Japanese whisky has become an item of obsession for many many whisky lovers. Thanks to the acclaim it has earned all over the world, it’s become both expensive and scarce. So to combat the surging demand for Japanese brown spirits, Japanese distillers released Japanese gins. While they’ve all gained widespread acclaim amongst press, they haven’t yet seen the explosion in popularity that whisky has. But Japan has continued to diversify its spirit portfolio, and distillers have begun to release vodkas as well (as of this writing, three have reached U.S. soil). While each spirit shares the producers’ dedication for craft and quality that Japan is known for with its whiskies—and gins—we were skeptical that these vodkas could rival the exceptional tastes of other Japanese bottlings. To find out, we tried each of the Japanese vodkas available now. Here’s what we found after tasting each vodka straight, chilled in the freezer, and mixed into cocktails.
Japanese Vodka to Drink Now
AO Vodka $49
Produced by Suntory, the company responsible for making some of the most coveted Japanese whiskies on the planet—including The Yamazaki, Hakushu, and Toki bottlings—AO is the brand’s first vodka. Distilled on pot stills from 100-percent Japanese rice, Suntory AO is clarified through a bamboo filtration process and brought to proof with water sourced from the island of Kyushu—which is known for its active volcanoes and hot springs. Clear as crystal, this vodka has a silky creaminess that sits heavy on your palate. There are flavors of sushi rice, fresh cut grass, coconut cream and wet stone. On the finish the vodka burns bright at first, with a sharp ethanol heat, then softens and leaves a soft milkiness on your tongue. Best served chilled, AO vodka is one of the few vodkas that we would suggest drinking straight. Because it's almost like a boozier sake, the spirit is an excellent accompaniment to fresh seafood like oysters or sushi, and with finer cuts of steak. Mixed into a Saketini, the vodka is especially delectable. We found that in the cocktail it is best paired with an unfiltered sake like Joto’s Junmai Nigori and fresh cucumber.

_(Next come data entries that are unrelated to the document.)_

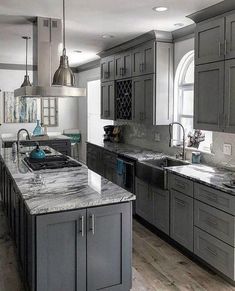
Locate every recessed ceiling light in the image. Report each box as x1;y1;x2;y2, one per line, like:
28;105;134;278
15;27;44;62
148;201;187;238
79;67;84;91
74;50;82;53
174;23;184;28
153;6;168;12
102;34;114;39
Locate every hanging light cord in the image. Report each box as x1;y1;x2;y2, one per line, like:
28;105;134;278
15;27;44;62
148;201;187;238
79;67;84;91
63;0;66;56
26;37;28;76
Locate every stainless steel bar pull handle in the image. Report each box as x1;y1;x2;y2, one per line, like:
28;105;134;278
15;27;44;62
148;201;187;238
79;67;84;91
80;215;84;237
90;214;95;235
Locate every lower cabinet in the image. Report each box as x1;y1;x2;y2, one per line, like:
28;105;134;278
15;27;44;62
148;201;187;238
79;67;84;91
135;178;153;224
36;203;132;291
135;178;169;235
170;190;194;252
152;186;169;235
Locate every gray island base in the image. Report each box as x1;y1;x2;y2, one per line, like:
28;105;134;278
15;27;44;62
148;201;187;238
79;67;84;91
0;147;135;291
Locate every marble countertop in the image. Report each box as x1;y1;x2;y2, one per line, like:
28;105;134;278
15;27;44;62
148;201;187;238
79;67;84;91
167;164;235;195
1;134;70;142
87;141;164;161
0;147;135;215
88;141;235;195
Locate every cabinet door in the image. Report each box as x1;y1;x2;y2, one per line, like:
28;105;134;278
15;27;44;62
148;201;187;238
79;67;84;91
141;41;155;75
103;150;117;184
87;203;132;291
101;56;114;82
152;186;169;235
226;14;235;59
114;54;123;80
195;18;225;65
224;59;235;132
37;210;87;291
170;190;194;252
194;62;224;131
87;143;104;175
101;81;115;120
132;75;154;125
135;178;153;224
122;50;132;78
132;47;143;77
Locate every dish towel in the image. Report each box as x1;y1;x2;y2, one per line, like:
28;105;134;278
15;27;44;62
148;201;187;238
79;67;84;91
117;159;124;175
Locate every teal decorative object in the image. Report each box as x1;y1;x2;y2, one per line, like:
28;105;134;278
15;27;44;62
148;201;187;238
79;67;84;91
30;143;46;159
33;119;43;136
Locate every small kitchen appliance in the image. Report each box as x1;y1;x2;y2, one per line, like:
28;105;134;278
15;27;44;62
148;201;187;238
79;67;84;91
103;125;121;142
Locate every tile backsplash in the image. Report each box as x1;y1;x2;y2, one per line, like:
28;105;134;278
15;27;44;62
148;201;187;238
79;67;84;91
116;121;235;169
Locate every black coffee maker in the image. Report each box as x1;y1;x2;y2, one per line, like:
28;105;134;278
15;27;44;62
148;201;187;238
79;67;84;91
103;125;115;142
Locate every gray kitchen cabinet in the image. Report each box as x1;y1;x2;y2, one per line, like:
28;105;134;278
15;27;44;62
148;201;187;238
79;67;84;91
194;227;235;280
87;203;132;291
132;74;154;125
195;18;225;65
194;61;224;131
152;186;170;235
132;41;155;77
114;51;132;80
170;190;194;252
224;59;235;132
103;149;117;184
225;14;235;60
87;143;104;175
101;81;115;120
101;56;115;82
37;210;87;291
135;178;154;224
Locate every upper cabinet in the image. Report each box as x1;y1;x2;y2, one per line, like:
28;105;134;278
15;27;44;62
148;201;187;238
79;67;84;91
100;56;115;82
195;18;225;65
226;14;235;59
114;51;132;80
194;10;235;133
99;31;173;124
132;41;155;77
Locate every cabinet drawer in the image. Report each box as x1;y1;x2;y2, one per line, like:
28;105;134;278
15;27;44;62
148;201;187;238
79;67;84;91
194;200;235;246
194;183;235;215
168;173;193;197
194;227;235;280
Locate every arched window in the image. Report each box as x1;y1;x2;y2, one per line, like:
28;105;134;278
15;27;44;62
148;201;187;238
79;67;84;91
174;51;212;152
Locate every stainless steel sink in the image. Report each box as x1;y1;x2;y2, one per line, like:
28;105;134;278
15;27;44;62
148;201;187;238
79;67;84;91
136;157;189;189
143;157;189;168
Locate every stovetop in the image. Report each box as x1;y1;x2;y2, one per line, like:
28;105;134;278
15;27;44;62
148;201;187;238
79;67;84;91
24;155;82;171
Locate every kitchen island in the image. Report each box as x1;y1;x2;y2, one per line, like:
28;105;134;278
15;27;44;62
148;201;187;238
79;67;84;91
0;147;135;291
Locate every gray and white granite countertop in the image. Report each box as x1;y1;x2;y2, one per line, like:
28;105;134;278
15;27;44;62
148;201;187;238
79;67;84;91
87;141;164;161
2;134;70;143
167;164;235;195
0;147;135;215
88;141;235;195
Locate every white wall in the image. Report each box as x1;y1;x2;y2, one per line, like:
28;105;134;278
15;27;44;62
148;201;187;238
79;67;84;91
0;68;80;136
76;67;100;163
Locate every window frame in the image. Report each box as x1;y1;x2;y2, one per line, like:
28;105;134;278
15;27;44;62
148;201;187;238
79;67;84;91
41;97;58;127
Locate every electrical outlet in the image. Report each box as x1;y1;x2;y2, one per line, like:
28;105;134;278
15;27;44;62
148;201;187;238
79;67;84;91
223;143;232;156
154;133;161;142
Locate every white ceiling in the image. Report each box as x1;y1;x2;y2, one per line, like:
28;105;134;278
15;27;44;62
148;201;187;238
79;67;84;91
0;0;223;66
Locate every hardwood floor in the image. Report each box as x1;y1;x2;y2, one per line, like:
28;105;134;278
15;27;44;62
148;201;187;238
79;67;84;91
0;204;234;291
132;220;235;291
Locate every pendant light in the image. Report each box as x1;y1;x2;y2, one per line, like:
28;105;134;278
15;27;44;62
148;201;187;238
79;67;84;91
52;0;75;87
21;36;31;87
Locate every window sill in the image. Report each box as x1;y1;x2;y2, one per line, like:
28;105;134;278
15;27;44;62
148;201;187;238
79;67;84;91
172;145;214;156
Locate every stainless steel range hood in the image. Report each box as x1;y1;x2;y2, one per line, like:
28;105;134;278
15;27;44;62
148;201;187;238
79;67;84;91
14;17;86;98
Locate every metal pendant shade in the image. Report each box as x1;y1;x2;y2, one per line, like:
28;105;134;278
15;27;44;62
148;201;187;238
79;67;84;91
52;0;75;87
21;36;32;87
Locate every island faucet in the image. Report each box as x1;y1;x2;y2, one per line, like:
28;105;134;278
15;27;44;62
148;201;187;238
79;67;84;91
17;128;31;152
168;122;186;160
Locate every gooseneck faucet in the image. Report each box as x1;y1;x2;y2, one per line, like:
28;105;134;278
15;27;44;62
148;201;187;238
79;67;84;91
17;128;31;152
168;122;186;160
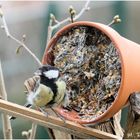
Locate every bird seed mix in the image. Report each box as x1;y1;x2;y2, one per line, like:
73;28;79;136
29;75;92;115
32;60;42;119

Made by Nikka, the brand that produces the best Japanese whisky in the world (so says Jim Murray the famous whiskey enthusiast and author of the much lauded Whiskey Bible), this vodka was released in tandem with the company’s first gin. It’s produced on the company’s signature Coffey Still—a continuous column still that Nikka imported from Scotland in 1963. Distilled from a mixture of corn and barley, Nikka’s vodka is further refined through white birch charcoal filtration before bottling. On the palate the vodka is extremely clean and minimal with a soft, ethereal quality. There are notes of peaches, apricots and jasmine, with a malty cereal note on the finish that leaves a lingering sweetness. While slightly less flavorful and unique than Suntory’s vodka, this bottling will please the most fickle vodka drinkers. Nikka’s vodka can be sipped straight (make sure to chill it in your freezer beforehand) but is best in a Vodka Soda (or Vodka Tonic). It also has enough tannic dryness to make a delightfully crisp classic Martini.
Kissui Vodka $35
Distilled and bottled by shochu producer TaKaRa Shuzo in Kyoto, Japan, Kissui—which translates to “absolutely pure” in Japanese—was the first Japanese vodka to be imported to the United States in 2007. Distilled from 100-percent Japanese rice (like Suntory’s AO), Kissui vodka is brought to proof with fushi-mizu spring water, a prized natural spring water from Fushimi in Kyoto that’s traditionally used for sake production in the area. Unlike Suntory’s AO vodka however, there is little rice flavor left on the palate of this spirit (it is rumored that they pass it through the still up to 12 times) nor any of the creaminess. But that’s not a bad thing. Like Nikka’s vodka, Kissui is extremely light and minimal. The only trace of the rice mash used to create the vodka can be found in its softness, and its silky texture that’s akin to a junmai ginjo sake (think Dewazakura’s Izumi Judan Ginjo "Tenth Degree" sake). While you could drink this vodka straight like the others, we found that it tasted best when mixed into cocktails. The Kissui fared well in stirred cocktails like a Vesper or a Martini, and with a high-end tonic like Fever Tree’s Indian Tonic in a Vodka Tonic.